FIG. 4 is an aberration diagram of a lens of Example 3 of the taking lens according to the present invention.

FIG. 5 is an aberration diagram of a lens of Example 4 of the taking lens of the present invention.

FIG. 6 is an aberration diagram of a lens of Example 5 of the taking lens of the present invention.

FIG. 7 is an aberration diagram of a lens of Example 6 of the taking lens of the present invention.

FIG. 8 is an aberration diagram of a lens of Example 7 of the taking lens of the present invention.

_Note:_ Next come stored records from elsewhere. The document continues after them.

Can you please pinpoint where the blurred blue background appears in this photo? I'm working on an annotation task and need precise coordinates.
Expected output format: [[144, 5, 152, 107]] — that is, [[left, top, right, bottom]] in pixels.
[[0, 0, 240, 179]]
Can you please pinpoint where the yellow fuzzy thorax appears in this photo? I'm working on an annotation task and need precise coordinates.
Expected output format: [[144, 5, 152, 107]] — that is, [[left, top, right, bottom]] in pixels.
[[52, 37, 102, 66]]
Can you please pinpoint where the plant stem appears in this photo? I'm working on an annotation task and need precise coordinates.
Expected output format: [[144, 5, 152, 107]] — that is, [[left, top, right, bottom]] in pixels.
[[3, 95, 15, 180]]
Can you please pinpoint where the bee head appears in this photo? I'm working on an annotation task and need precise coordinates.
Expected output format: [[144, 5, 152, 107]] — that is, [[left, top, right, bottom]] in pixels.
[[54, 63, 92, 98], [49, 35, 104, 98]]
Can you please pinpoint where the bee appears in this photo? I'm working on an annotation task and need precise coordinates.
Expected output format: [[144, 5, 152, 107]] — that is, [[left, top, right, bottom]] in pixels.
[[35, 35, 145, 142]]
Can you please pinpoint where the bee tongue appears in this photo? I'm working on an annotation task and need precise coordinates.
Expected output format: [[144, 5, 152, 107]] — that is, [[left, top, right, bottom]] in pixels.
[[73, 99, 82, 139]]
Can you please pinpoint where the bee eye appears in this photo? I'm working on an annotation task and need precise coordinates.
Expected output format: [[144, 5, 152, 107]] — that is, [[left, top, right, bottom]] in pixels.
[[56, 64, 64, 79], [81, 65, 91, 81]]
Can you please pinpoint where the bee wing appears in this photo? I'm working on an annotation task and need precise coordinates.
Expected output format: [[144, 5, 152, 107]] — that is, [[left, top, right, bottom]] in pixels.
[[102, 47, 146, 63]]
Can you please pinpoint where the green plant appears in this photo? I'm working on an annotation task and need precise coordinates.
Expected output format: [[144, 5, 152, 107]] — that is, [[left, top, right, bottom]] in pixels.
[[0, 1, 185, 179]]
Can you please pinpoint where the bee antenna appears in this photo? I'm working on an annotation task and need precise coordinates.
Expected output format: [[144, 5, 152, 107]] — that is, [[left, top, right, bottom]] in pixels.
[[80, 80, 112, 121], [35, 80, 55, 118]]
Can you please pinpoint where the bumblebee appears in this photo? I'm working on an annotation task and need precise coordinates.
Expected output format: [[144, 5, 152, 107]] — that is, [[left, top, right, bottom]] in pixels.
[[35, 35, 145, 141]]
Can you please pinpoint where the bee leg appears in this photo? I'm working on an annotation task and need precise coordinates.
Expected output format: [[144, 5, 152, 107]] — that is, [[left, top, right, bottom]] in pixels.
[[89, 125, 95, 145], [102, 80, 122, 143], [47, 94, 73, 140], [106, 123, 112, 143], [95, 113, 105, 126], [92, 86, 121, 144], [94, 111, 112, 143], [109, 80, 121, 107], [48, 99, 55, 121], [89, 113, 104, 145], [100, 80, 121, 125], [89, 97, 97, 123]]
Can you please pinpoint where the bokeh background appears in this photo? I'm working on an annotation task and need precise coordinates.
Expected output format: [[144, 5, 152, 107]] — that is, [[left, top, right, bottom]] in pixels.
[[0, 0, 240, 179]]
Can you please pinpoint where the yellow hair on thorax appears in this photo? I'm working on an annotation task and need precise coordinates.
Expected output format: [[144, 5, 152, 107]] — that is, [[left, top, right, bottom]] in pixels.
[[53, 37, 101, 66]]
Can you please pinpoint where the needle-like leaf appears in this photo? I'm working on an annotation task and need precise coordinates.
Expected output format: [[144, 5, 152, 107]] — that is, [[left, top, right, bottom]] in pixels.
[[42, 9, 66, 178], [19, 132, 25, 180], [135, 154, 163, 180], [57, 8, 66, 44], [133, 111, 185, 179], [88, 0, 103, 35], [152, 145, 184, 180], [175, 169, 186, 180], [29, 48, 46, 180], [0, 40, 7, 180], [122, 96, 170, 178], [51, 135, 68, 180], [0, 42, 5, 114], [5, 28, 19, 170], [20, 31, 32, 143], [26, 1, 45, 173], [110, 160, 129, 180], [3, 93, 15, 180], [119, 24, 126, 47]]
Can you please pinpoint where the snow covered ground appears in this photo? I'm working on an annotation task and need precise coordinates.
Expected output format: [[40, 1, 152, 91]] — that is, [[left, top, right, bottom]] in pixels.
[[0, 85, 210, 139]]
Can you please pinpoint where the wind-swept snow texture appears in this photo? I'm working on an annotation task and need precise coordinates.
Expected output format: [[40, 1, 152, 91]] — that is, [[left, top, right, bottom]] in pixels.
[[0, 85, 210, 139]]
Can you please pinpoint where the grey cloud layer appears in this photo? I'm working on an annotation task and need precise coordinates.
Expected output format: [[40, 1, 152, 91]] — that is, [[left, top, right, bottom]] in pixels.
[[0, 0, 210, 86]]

FIG. 9 is an aberration diagram of a lens of Example 8 of the taking lens of the present invention.

[Explanation of symbols]

 L1 Positive first lens L2 Negative second lens L3 Biconvex third lens L4 Negative meniscus fourth lens

Claims (1)

[Claims] 1. A positive first lens L1 whose image-side surface is concave on the image side, a negative second lens L2 whose object-side surface is concave on the object side, and a biconvex third lens L3 in order from the object side. And a negative meniscus fourth lens L4 having a convex surface directed toward the image side, the four lenses in four groups, wherein the first lens L1 and the fourth lens L4 are made of a plastic material, and the second lens L2 and the second lens L2. A taking lens, wherein the third lens L3 is made of a glass material, the object side surface of the first lens L1 is aspherical, and the following conditions are satisfied. 1.3 <f1 / f <2.4 (1) -1.2 <f4 / f <-0.6 (2) -2.0 <fa / f <-0.8 (3) 0.075 < S1 / r1 <0.0825 (4) where f: focal length of the entire system, f1: positive focal length of the first lens L1, f4: negative focal length of the fourth lens L4, fa: positive first lens L1 and negative Synthetic focal length of the second lens L2, S1: Numerical value representing the shape of the aspherical surface on the object side surface of the positive first lens L1. In general, the aspherical shape has a coordinate x in the optical axis direction and a direction perpendicular to the optical axis. Where y is the coordinate of R, R is the reference radius of curvature, k is the conic coefficient, and Cn is the aspherical coefficient of the nth order, x (y) = (y ² / R) / (1+ (1-k · y ² / R ^{2) 1/2)} + of ^{C2 · y 2 + C4 · y} 4 + C6 · y 6 + C8 · y 8 + C10 · y 10 + ···· (a) represented by the formula, the near-axis of the plane When the index radius is defined as r = 1 / (2 · C2 + (1 / R)), S1 = a numerical value represented by x (0.4 · r), r1: positive object-side aspherical surface of the first lens L1 Is the paraxial radius of curvature of.